Mladen Prajdić Blog

Blog about stuff and things and stuff. Mostly about SQL server and .Net

Comparing SQL Server HASHBYTES function and .Net hashing

A while back we had an interesting problem at work. We were calculating MD5 hashes for some values in both .Net and SQL Server and although the input values were all the same our MD5 hashes were different. After some time spent looking dumbfounded at the code I’ve realized what the bug was and started laughing. I saw that HashBytes function was the “culprit”. HashBytes function was introduced in SQL server 2005 to simplify creating hashes in the database. It can convert values to MD2, MD4, MD5, SHA, or SHA1 formats. HashBytes' result depends on the input text’s data type and can at the first glance give a bit different results that we might think, especially when combined with the .Net framework. Of course hashing itself works correctly in both. Let’s see what going on with some examples.
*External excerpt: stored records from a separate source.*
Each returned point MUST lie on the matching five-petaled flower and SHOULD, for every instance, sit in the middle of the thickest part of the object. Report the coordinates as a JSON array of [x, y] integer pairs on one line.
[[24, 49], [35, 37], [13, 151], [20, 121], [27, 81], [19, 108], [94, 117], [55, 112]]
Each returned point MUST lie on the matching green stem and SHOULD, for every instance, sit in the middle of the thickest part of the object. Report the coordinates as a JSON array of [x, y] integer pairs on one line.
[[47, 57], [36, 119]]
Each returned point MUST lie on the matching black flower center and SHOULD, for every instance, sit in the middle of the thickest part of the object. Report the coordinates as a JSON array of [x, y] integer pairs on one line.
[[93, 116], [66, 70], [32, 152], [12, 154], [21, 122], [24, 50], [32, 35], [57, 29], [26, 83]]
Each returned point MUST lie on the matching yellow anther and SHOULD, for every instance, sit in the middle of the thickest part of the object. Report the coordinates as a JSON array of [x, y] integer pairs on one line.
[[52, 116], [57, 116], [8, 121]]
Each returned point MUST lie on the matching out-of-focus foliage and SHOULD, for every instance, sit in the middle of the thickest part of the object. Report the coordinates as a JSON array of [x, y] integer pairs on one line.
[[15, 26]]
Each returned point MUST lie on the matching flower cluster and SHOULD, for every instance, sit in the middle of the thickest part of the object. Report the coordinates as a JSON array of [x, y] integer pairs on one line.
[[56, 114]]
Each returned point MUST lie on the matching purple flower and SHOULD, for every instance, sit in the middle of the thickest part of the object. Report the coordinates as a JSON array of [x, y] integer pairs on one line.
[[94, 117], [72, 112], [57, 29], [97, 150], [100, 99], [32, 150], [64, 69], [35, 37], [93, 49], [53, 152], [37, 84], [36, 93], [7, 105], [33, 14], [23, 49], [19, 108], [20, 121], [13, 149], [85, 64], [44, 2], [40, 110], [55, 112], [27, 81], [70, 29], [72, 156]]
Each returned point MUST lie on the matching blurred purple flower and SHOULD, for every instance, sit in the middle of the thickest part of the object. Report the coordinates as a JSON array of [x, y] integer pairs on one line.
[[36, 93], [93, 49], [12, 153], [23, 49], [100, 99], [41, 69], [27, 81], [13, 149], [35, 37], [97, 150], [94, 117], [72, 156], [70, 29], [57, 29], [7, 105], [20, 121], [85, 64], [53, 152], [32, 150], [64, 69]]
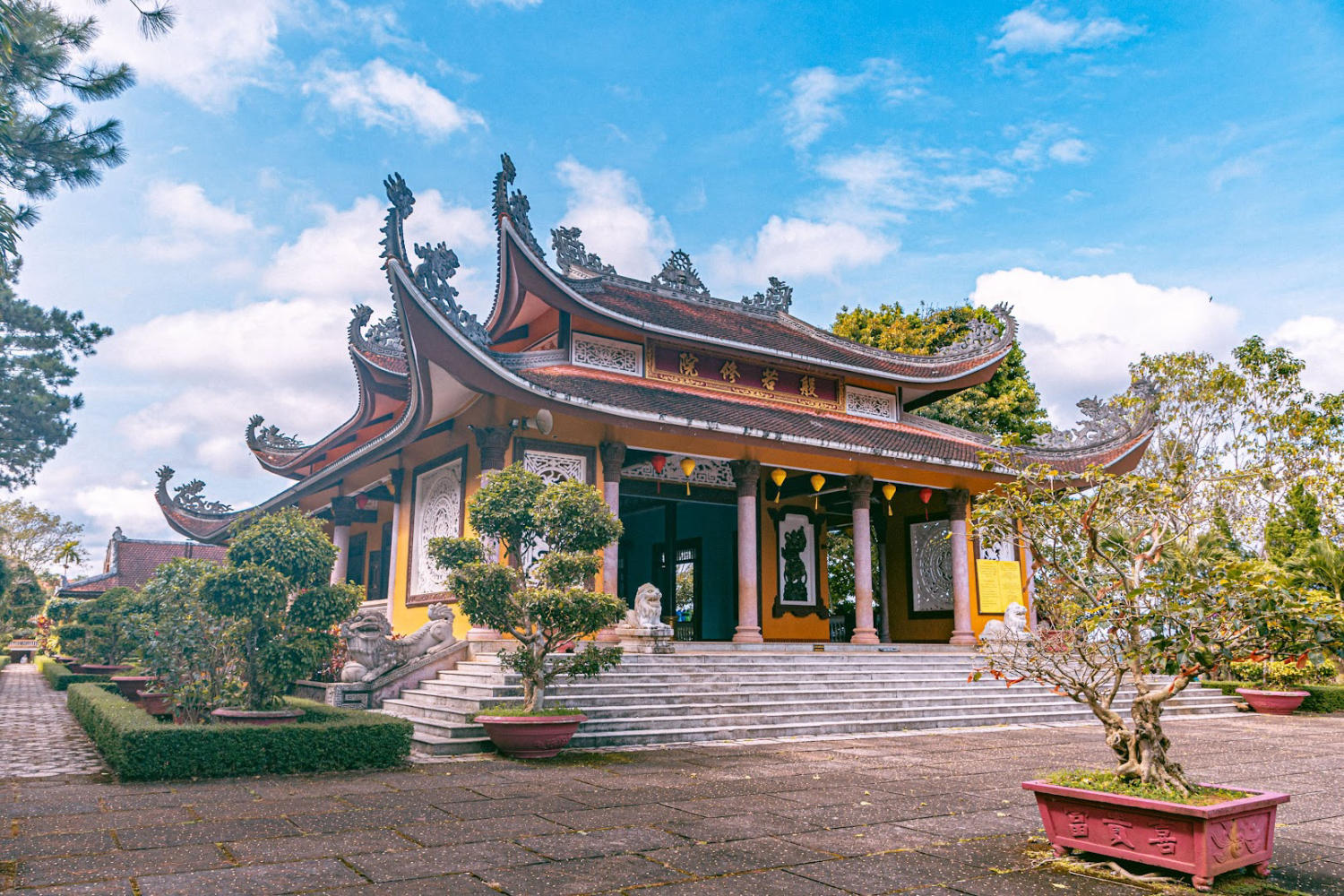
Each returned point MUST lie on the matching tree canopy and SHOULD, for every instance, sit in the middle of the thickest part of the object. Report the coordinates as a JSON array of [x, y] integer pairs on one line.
[[1007, 403]]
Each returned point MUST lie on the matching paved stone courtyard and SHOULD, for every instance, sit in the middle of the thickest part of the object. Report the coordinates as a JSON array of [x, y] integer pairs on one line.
[[38, 735], [926, 814]]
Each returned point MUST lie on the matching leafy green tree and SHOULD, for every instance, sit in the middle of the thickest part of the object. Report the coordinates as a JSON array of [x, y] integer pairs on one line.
[[542, 600], [38, 354], [276, 590], [30, 535], [1007, 403], [1136, 595], [42, 80]]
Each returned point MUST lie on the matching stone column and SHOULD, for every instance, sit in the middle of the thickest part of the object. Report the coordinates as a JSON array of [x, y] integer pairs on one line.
[[860, 493], [492, 441], [747, 476], [613, 458], [343, 513], [959, 508]]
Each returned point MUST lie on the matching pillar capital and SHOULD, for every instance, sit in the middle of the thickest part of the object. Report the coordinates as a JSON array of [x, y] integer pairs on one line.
[[492, 443], [343, 509], [747, 476], [613, 458], [860, 489]]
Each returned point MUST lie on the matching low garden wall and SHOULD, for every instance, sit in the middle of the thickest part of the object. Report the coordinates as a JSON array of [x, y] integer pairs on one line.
[[59, 677], [1322, 697], [139, 747]]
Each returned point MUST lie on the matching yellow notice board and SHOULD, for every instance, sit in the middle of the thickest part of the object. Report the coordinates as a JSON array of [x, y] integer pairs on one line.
[[1000, 584]]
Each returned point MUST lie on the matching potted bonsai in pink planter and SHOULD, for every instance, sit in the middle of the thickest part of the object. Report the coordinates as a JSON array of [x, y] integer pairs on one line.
[[1156, 595], [276, 591], [550, 536]]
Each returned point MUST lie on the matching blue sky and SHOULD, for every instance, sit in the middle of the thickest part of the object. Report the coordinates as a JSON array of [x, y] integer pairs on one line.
[[1107, 168]]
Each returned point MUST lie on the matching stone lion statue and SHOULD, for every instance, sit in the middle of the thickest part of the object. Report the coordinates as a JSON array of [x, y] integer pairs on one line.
[[373, 651], [648, 607], [1012, 627]]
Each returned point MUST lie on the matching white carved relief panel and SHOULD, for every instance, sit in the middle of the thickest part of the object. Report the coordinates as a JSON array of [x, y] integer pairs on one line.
[[437, 514]]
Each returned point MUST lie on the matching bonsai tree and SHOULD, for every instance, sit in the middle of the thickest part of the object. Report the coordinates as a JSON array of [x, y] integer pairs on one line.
[[550, 536], [187, 648], [276, 591], [1142, 594]]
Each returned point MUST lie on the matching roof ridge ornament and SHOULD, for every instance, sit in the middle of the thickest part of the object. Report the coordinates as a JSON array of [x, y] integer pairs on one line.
[[572, 253], [1104, 421], [269, 437], [438, 263], [402, 204], [187, 495], [777, 297], [513, 204], [679, 274], [383, 338]]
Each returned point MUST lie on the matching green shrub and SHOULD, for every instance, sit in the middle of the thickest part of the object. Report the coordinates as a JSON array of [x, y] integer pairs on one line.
[[140, 747], [1322, 697], [1285, 675], [59, 677]]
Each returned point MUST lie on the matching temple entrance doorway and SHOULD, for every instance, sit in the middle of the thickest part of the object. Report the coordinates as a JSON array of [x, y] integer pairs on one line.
[[687, 547]]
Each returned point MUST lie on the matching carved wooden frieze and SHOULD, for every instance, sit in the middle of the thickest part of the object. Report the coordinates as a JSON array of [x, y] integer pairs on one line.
[[742, 376]]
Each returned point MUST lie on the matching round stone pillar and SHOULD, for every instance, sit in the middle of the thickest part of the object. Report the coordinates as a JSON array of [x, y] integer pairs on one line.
[[959, 509], [860, 493], [747, 477]]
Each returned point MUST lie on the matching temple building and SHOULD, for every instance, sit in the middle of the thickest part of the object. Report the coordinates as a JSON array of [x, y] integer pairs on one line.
[[728, 435]]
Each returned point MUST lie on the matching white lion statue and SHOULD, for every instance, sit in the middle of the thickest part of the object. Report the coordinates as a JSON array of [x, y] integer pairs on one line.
[[1012, 627], [648, 607], [373, 651]]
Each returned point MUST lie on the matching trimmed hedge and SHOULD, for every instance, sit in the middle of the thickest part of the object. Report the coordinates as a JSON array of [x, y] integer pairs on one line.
[[59, 677], [140, 747], [1324, 697]]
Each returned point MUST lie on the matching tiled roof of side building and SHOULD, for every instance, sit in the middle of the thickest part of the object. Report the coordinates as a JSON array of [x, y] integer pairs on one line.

From here on when i say hash i mean MD5 hash.

Example in SQL Server

-- note the size 15 of all datatypes
declare @val1 varchar(15),
        @val2 nvarchar(15),
        @val3 char(15),
        @val4 nchar(15)

– example of 1 byte/char text – all variables are of same length select @val1 = '1234567890', @val2 = N'1234567890', @val3 = '1234567890', @val4 = N'1234567890'

– all 4 return different results select HASHBYTES('md5', @val1) as MD5_varchar, – result = 0xE807F1FCF82D132F9BB018CA6738A19F – just to show that collation doesn't change the hash HASHBYTES('md5', @val1 collate Cyrillic_General_BIN2) as MD5_varchar_collation, – result = 0xE807F1FCF82D132F9BB018CA6738A19F HASHBYTES('md5', @val2) as MD5_Nvarchar, – result = 0xE15E31C3D8898C92AB172A4311BE9E84 HASHBYTES('md5', @val3) as MD5_char, – result = 0x2120C3F3423F89BA8A65ABD933321884 HASHBYTES('md5', @val4) as MD5_Nchar – result = 0x90DEF5840F3A31174CA44E2022F743B6

– example of 2 bytes/char text

-- 中文 means Chinese in written text
-- converting 2 bytes/char text to varchar cuts the text in half
select  @val1 =  '中文',   -- this cuts the text in half
        @val2 = N'中文',   -- this stores the whole text
        @val3 =  '中文',   -- this cuts the text in half
        @val4 = N'中文'    -- this stores the whole text

-- all 4 return different results
select  HASHBYTES('md5', @val1) as MD5_varchar,     -- result = 0xEA03FCB8C47822BCE772CF6C07D0EBBB
        HASHBYTES('md5', @val2) as MD5_Nvarchar,    -- result = 0x73C6C8CD2F94355EF015E5265D5E65B1
        HASHBYTES('md5', @val3) as MD5_char,        -- result = 0xA13C45A38853677887B4839071537634
        HASHBYTES('md5', @val4) as MD5_Nchar        -- result = 0xEADEBD3BD72A481C43C828E0C550145C
 
The catch here is the data type difference. Nvarchar and nchar take twice more bytes to store data than varchar and char. Since char and nchar pad the right side of the string with spaces to fill the gap up to defined data type length the spaces are also used in MD5 calculation. A collation plays no part in calculating hash values since collations are only applied to sorts and comparisons.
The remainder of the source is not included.